By Dianabasi Effiong No fewer than 2,000 people have further been displaced by a devastating windstorm which ravaged a school block serving as refugee...
By Dianabasi Effiong
No fewer than 2,000 people have further been displaced by a devastating windstorm which ravaged a school block serving as refugee camp for Bakassi returnees in Cross river.
The building, located in St Mark’s Primary School, Akwa Ikot Eyo Edem, Akpabuyo Local Government Area, was used as a temporary camp since March 7, 2013 by the returnees.

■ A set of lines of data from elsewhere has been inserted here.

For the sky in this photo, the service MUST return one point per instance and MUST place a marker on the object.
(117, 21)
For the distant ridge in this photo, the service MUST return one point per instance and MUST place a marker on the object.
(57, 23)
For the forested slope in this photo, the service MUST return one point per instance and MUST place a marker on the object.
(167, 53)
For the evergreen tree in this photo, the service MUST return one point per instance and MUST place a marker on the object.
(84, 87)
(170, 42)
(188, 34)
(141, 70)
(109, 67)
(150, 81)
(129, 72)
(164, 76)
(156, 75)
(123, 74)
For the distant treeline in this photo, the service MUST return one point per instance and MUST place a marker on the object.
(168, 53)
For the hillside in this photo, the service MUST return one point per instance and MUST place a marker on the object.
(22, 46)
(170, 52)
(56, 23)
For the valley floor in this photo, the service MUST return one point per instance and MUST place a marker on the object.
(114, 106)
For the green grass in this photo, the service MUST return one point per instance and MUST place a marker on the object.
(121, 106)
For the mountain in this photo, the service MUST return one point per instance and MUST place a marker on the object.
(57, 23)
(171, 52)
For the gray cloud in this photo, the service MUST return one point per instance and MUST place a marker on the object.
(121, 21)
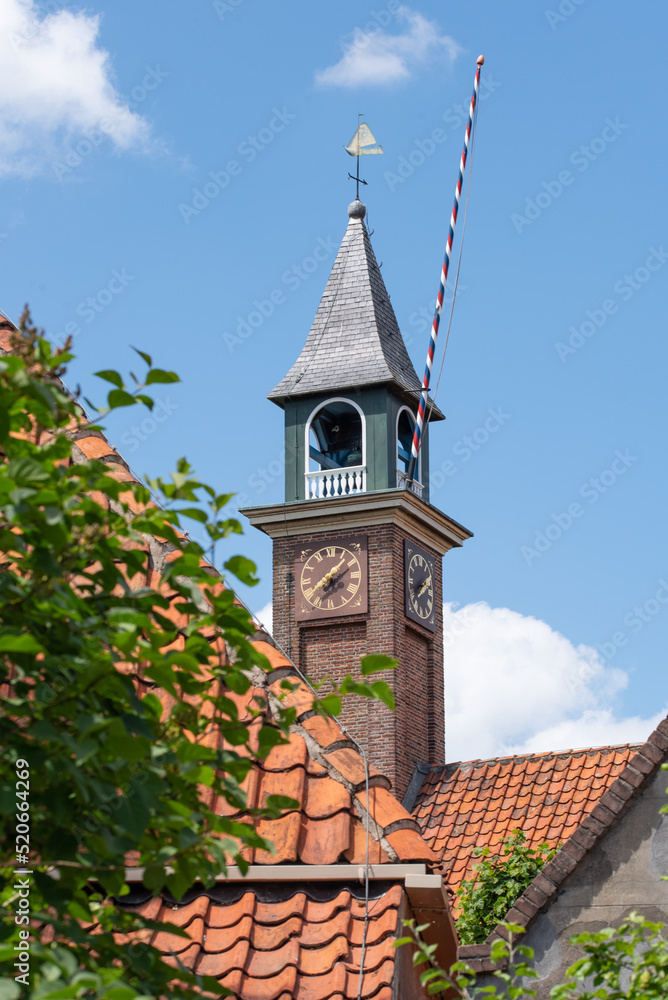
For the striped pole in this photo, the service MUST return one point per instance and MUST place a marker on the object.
(422, 408)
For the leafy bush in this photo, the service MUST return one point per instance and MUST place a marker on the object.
(498, 881)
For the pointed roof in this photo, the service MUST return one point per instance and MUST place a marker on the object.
(355, 339)
(299, 925)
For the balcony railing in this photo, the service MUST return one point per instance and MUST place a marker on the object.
(335, 482)
(414, 487)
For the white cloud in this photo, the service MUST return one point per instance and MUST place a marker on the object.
(55, 83)
(374, 57)
(514, 685)
(265, 617)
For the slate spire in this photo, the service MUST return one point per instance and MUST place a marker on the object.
(355, 339)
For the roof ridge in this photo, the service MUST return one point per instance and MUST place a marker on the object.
(570, 751)
(612, 805)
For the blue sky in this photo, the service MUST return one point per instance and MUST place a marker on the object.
(166, 167)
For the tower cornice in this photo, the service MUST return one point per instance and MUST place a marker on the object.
(427, 524)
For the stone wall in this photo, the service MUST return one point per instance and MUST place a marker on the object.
(622, 873)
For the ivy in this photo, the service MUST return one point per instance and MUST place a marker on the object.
(498, 881)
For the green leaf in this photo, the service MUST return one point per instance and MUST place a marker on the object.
(158, 375)
(111, 376)
(4, 424)
(119, 397)
(194, 513)
(244, 570)
(144, 357)
(13, 643)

According to Mr David Akate, Assistant Director (Information), Cross River Emergency Management Agency (SEMA), the storm which blew off a four-classroom block exposed more than 2000 returnees to inclement weather.
“The rains that accompanied the storm aggravated their problems as the returnees which included women and children were in-undated.
Mattresses, sleeping mats, cloths and other personal belonging were soaked making life unbearable for the people. Also pathetic was the destruction of food stuff such as garri, rice beans, salt and other perishable items subjecting the returnees to an unprecedented trauma.
Mattresses, clothes, mats, foodstuff were spread out in the sun to dry,’’ akate told journalists.
The Camp Coordinator, Mr Okon Ene, said that it was a pathetic scenario.
“We had to gather the children and women to some safer corners while the men had to work throughout the night trying to salvage then property,’’ he said.
Assessing the damage the Director-General, SEMA, Mr Vincent Aquah, said frantic arrangements were being made to relocate the returnees to a safer area. He said that the windstorm also affected other areas in Cross River. According to him, 73 houses were affected in Akpabuyo while Ogoja had 497 houses destroyed.
He said that 403 houses were wrecked in Boki, 33 buildings in Obudu, 23 in and Etung 23, adding that 12,000 people were displaced across the state.
About 2,000 people had on March 7 fled to Ikot Eyo Edem in Akpabuyo, a Nigeria–Cameroon border community, following harassment by the Cameroonian authorities.
The Cameroonian authorities had allegedly forced them out of their ancestral home, Efut Obot Ikot, in the ceded Bakassi peninsula.